Want to Stand Out In a Sea of Competitors? Stand UP.

IN: Marketing

Say you’re shopping for a diamond.

“You’re shopping for a diamond.” (<—Anyone who just made that joke in their head is FIRED…but also sort of hilarious.)

Popping over to Google, you search for the goods, pounding out “perfect diamonds” with your click-clacking fingers and hoping for the best. The result?

Websites and websites and websites AND WEBSITES (and probably a stray ad for Twizzlers) all claiming high-quality. All claiming unrivaled gems. All saying the same exact thing, overwhelming you with options.

NO WONDER WE ALL HAVE ADD. I blame it on diamonds.

But then you find this.
A video by Tiffany & Co. that changes everything.

 
And while it’s a promotional vid focusing on the founder, (Charles Lewis Tiffany for $500, Alex), and celebrating the 175th anniversary of the company, it’s not really about him. And they never intended it to be.

It’s about you.

Watch that video. It doesn’t open by listing off 1,000 product attributes. The video doesn’t once utter the word “carat.” The video doesn’t talk about diamond clarity or shape or size or any of those things that most jewelers talk about when trying to sell their diamonds.

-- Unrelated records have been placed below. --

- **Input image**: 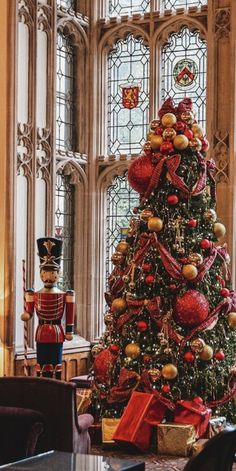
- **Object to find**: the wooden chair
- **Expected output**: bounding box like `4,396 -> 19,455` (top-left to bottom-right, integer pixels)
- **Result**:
0,376 -> 93,453
183,427 -> 236,471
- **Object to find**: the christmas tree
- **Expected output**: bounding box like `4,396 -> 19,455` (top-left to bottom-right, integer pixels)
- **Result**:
92,98 -> 236,421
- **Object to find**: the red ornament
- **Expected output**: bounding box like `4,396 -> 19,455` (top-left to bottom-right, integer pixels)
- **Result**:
128,155 -> 155,194
220,288 -> 229,298
167,195 -> 179,206
200,239 -> 211,250
184,351 -> 195,363
187,219 -> 197,227
145,275 -> 155,285
160,141 -> 174,155
214,350 -> 225,361
173,289 -> 209,328
161,384 -> 170,394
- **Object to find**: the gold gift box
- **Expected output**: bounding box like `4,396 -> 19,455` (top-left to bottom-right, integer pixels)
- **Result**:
102,417 -> 120,443
157,423 -> 196,456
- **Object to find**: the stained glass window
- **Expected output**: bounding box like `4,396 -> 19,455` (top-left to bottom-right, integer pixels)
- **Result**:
55,173 -> 75,290
109,0 -> 150,15
161,26 -> 207,128
106,173 -> 139,279
107,34 -> 149,154
56,34 -> 75,151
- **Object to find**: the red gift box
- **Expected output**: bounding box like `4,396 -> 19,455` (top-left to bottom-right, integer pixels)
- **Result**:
174,400 -> 212,438
113,391 -> 166,452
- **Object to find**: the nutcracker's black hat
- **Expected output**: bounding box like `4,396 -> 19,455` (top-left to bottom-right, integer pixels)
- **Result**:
37,237 -> 62,270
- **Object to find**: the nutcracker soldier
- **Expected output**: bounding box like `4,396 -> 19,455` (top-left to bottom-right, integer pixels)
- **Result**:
21,237 -> 75,379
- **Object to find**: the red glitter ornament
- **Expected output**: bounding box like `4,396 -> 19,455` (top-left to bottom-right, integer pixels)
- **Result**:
173,289 -> 209,328
137,321 -> 148,332
128,155 -> 155,194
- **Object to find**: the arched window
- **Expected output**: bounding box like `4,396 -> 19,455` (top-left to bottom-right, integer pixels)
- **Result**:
107,34 -> 149,154
161,26 -> 207,127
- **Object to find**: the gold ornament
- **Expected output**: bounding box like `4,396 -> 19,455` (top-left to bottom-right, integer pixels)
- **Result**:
111,252 -> 124,265
148,368 -> 161,381
148,217 -> 163,232
188,252 -> 203,267
173,134 -> 189,150
203,209 -> 217,222
189,137 -> 202,151
125,343 -> 141,360
162,128 -> 176,141
228,312 -> 236,327
180,111 -> 194,124
116,240 -> 129,255
192,123 -> 203,137
190,338 -> 205,353
149,134 -> 163,150
140,208 -> 153,222
199,345 -> 213,361
111,298 -> 126,314
182,263 -> 198,280
213,222 -> 226,239
161,363 -> 178,379
161,113 -> 177,128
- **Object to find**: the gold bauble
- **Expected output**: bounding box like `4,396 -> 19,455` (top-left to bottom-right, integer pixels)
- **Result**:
190,338 -> 205,353
180,111 -> 194,124
125,343 -> 141,360
140,208 -> 153,222
228,312 -> 236,327
148,217 -> 163,232
199,345 -> 213,361
149,134 -> 163,150
161,113 -> 177,128
203,209 -> 217,222
111,252 -> 124,265
162,128 -> 176,141
173,134 -> 189,150
148,368 -> 161,381
213,222 -> 226,239
182,263 -> 198,280
192,123 -> 203,137
188,252 -> 203,267
189,137 -> 202,151
111,298 -> 126,313
116,240 -> 129,254
161,363 -> 178,379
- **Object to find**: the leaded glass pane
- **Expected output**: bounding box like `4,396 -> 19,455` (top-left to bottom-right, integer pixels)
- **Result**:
56,34 -> 75,151
55,173 -> 75,290
106,174 -> 139,280
109,0 -> 150,15
161,26 -> 207,128
107,34 -> 150,154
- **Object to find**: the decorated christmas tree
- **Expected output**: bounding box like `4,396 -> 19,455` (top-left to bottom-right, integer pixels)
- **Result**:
92,98 -> 236,421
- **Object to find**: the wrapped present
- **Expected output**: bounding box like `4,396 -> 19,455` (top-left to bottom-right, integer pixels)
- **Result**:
157,423 -> 196,456
113,391 -> 166,452
207,417 -> 226,438
174,400 -> 211,438
102,417 -> 120,444
76,388 -> 92,414
192,438 -> 208,456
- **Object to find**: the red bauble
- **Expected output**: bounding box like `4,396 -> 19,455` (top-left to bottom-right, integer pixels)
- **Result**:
184,351 -> 195,363
161,384 -> 170,394
200,239 -> 211,250
167,195 -> 179,206
128,155 -> 155,194
214,350 -> 225,361
220,288 -> 230,298
137,321 -> 148,332
173,289 -> 209,328
145,275 -> 155,285
160,141 -> 174,155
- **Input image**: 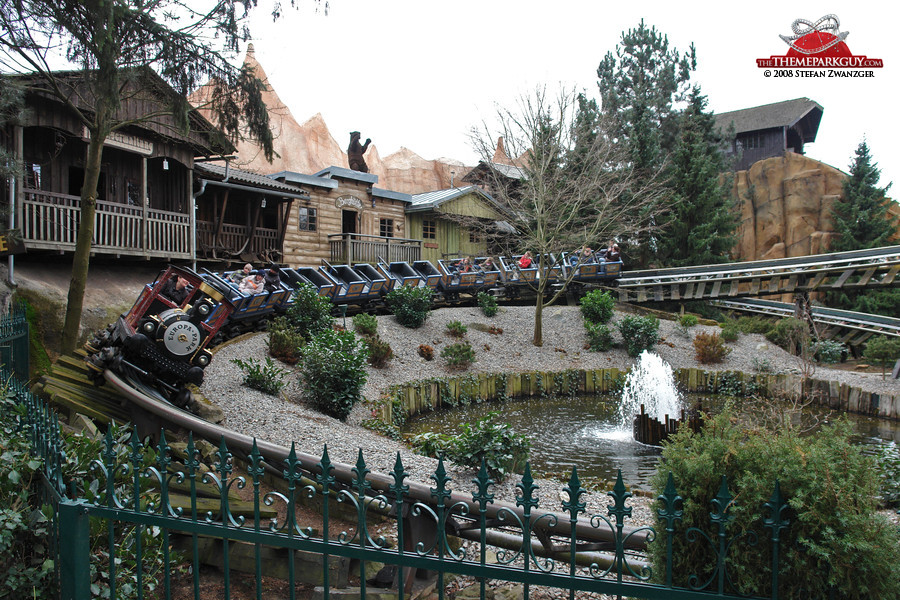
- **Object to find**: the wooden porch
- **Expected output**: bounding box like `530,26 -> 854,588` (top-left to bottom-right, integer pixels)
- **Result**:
17,189 -> 193,260
328,233 -> 422,264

Rather, the video talks about what it is to be a dreamer. 

Dreamers are remarkable people. They dare to create something miraculous that no one else thought possible.

And while you sit through the minute of symphony music and soft lighting, you instantly feel a connection, because, whaddya know doc, you’re a dreamer.

And suddenly, before you know it, SOLD, to the lady with the grin on her face. Because it’s much more effective for a company to sell you on a feeling—an unspoken promise that owning a Tiffany’s diamond reaffirms your identity as a proud, wildhearted dreamer—than it is to sell you on a jumble of generic product attributes.

Because anyone can make the product.

But few can make the fantasy. 

Forget about what your product does.

And start remembering what it stands for.